A falha dos países-membros de implementar uma PEC – Política Externa Comum –, nos anos de 2000 e 2001, representa as grandes distinções dos membros, assim fazendo com que eles não aproveitassem da união como ferramenta de barganha para acordos extrablocos (BRESSAN; LUCIANO, 2018). Logo, fica evidente a falta de uma organização política, já que na última década os países vêm enfrentando uma crescente diferença ideológica, além de que também há o impasse de uma falta de capacidade e de vontade em arquitetar correções para consolidar um avanço – problema esse também apontado pelo governo venezuelano –, o que acaba prejudicando totalmente a Comunidade Andina. Como resultado disso, o bloco atualmente está cada vez mais sendo colocado de lado por conta desses entraves internos.

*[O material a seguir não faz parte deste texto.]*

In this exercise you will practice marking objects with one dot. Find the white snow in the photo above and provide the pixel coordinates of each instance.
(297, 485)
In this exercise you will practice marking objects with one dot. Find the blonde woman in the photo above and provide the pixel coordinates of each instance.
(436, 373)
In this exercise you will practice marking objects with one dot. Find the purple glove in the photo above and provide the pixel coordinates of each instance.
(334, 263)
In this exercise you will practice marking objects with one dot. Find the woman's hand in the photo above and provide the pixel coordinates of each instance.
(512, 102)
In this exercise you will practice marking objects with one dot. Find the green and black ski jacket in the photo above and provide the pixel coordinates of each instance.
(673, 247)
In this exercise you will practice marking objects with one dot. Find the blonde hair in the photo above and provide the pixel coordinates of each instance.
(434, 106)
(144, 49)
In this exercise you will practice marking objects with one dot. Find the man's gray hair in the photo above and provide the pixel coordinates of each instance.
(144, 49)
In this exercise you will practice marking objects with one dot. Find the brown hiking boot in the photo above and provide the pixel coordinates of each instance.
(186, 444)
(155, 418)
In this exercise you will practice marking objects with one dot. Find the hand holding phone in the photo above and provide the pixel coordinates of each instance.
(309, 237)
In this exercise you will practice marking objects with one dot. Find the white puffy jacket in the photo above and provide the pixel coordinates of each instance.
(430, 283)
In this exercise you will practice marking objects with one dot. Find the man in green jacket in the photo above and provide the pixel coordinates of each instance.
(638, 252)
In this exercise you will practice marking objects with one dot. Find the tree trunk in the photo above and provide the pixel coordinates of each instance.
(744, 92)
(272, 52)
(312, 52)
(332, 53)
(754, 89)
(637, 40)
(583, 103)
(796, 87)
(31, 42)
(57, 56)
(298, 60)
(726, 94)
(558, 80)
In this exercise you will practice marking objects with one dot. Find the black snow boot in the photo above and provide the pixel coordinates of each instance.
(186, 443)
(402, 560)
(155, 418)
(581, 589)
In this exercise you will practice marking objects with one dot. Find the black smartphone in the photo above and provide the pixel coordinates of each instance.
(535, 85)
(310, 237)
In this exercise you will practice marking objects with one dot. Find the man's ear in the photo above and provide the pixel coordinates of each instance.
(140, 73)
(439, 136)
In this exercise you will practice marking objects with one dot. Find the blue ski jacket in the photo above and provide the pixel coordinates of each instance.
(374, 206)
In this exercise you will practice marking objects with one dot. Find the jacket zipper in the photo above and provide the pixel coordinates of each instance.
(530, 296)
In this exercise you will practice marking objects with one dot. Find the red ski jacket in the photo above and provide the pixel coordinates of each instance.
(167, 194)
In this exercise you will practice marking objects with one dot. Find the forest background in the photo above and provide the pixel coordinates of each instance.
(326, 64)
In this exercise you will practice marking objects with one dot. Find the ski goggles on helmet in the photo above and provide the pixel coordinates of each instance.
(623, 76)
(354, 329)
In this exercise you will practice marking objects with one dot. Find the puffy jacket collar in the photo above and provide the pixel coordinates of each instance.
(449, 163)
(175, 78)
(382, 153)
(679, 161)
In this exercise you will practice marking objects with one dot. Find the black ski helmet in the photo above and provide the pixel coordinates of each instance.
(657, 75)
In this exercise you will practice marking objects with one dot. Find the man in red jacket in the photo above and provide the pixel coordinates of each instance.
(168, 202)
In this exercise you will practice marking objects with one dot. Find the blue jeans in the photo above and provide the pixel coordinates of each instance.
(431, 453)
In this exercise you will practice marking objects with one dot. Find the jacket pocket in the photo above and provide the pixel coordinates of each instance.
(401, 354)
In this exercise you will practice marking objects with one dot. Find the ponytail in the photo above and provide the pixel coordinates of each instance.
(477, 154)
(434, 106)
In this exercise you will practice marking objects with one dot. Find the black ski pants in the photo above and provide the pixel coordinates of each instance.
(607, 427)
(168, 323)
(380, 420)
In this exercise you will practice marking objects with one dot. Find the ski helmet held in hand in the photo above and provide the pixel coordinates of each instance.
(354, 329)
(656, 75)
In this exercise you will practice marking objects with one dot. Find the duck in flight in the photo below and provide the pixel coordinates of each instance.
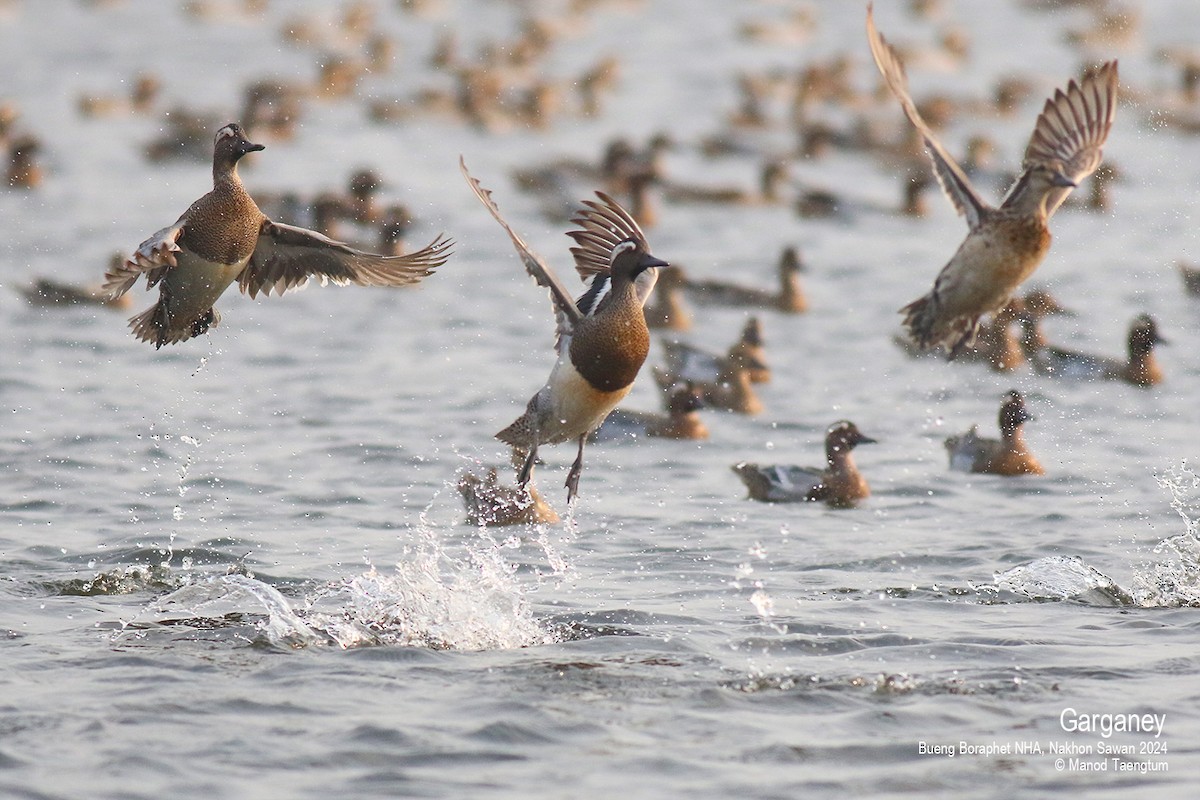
(1005, 245)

Tais desalinhamentos entre os integrantes não são restritos apenas ao âmbito ideológico, já que economicamente os quatro países andinos restantes também não convergem em certos pontos. Ao passo que Peru e Colômbia procuram focar em acordos de livre comércio, abrindo o mercado, Bolívia e Equador não tiveram o mesmo objetivo em sintonia com os outros dois integrantes (BRESSAN; LUCIANO, 2018). Diferenças como essa geram um empecilho para a integração do bloco como um todo, uma vez que há uma certa segregação na maneira de lidar com processos políticos, e até com importantes aspectos econômicos da CAN como uma possível maior abertura para o comércio e negociações extrabloco. Problema esse ressaltado por Carlos Romero, no qual afirma que a desarmonia dos modelos econômicos dos membros do bloco colabora para uma crise institucional na Comunidade Andina (ROMERO, 2008).

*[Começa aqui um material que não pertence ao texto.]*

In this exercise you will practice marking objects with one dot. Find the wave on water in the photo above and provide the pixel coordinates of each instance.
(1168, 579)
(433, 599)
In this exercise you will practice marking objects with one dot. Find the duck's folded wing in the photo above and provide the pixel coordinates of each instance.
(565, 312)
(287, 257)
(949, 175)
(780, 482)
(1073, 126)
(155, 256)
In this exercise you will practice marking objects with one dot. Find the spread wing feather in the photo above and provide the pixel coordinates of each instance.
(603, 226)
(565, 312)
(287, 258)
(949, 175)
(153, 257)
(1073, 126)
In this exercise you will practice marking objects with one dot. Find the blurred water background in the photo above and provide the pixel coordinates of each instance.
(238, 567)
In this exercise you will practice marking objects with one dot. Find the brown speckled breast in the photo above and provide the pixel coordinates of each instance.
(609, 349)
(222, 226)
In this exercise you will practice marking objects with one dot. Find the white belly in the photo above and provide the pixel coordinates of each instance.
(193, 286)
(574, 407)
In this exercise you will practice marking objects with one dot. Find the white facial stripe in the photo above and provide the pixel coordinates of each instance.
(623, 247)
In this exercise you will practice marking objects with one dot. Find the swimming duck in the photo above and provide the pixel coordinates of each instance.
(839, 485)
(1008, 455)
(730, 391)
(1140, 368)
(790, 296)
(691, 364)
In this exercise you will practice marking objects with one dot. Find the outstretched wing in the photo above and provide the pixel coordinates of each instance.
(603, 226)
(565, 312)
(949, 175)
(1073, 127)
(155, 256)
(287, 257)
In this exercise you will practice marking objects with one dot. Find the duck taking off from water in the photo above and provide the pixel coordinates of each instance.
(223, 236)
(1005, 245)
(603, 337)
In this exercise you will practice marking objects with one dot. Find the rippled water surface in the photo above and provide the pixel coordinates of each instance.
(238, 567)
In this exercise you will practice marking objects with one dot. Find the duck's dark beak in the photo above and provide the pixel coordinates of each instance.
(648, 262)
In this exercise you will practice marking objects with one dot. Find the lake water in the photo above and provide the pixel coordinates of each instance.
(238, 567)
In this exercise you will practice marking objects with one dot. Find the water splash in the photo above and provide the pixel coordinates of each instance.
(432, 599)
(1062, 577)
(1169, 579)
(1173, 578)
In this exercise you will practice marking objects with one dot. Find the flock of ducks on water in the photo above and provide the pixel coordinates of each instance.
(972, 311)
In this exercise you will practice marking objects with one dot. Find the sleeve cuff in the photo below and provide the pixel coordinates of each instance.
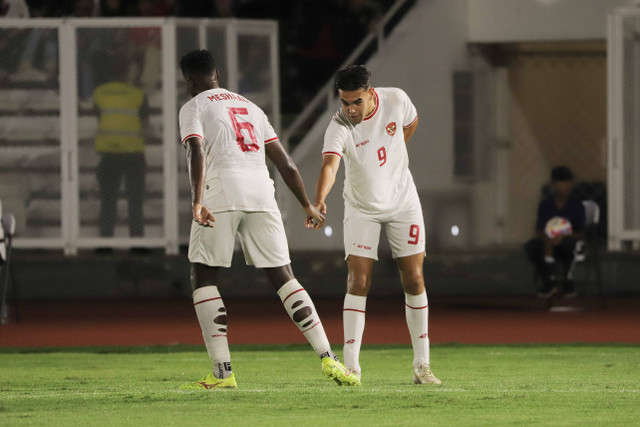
(190, 136)
(332, 153)
(410, 124)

Logo, seguindo o mesmo caminho de outros processos de integrações regionais da América Latina, a Comunidade Andina é diretamente afetada pela instabilidade política e econômica da região. A onda a favor de integração no continente e no mundo, no século passado, já não possui a mesma força atualmente, principalmente no cenário atual em que a globalização e integração é vista como um “inimigo” perante ao conservadorismo vigente por muitos governos. Dessa forma, uma instituição como a CAN precisa passar por um processo de reforma institucional para que os membros consigam aplicar, na prática, tudo aquilo que será almejado para uma maior integração regional. Apesar de haver um alto nível de institucionalização, com um complexo sistema jurídico e outros meios que visam a integração entre os membros, os próprios integrantes – que têm que lidar com diversos problemas internos – não se esforçam para deixar os interesses individuais em prol do bloco. Sem um objetivo comum definido, problemas em relação ao desalinhamento das partes resultaram em perdas para a instituição, como a saída da Venezuela, e sem uma reformulação em seu propósito a Comunidade Andina fica cada vez mais condenada ao desuso.
[1] O Chile retirou-se do bloco durante o governo de Augusto Pinochet e a sua política de liberalização comercial.
[2] I define […] that prescribe behavioral roles, constrain activity, and shape expectations.
[3] Highly institucionalized arrangments can become ossified, ecapsulated, or irrelevant.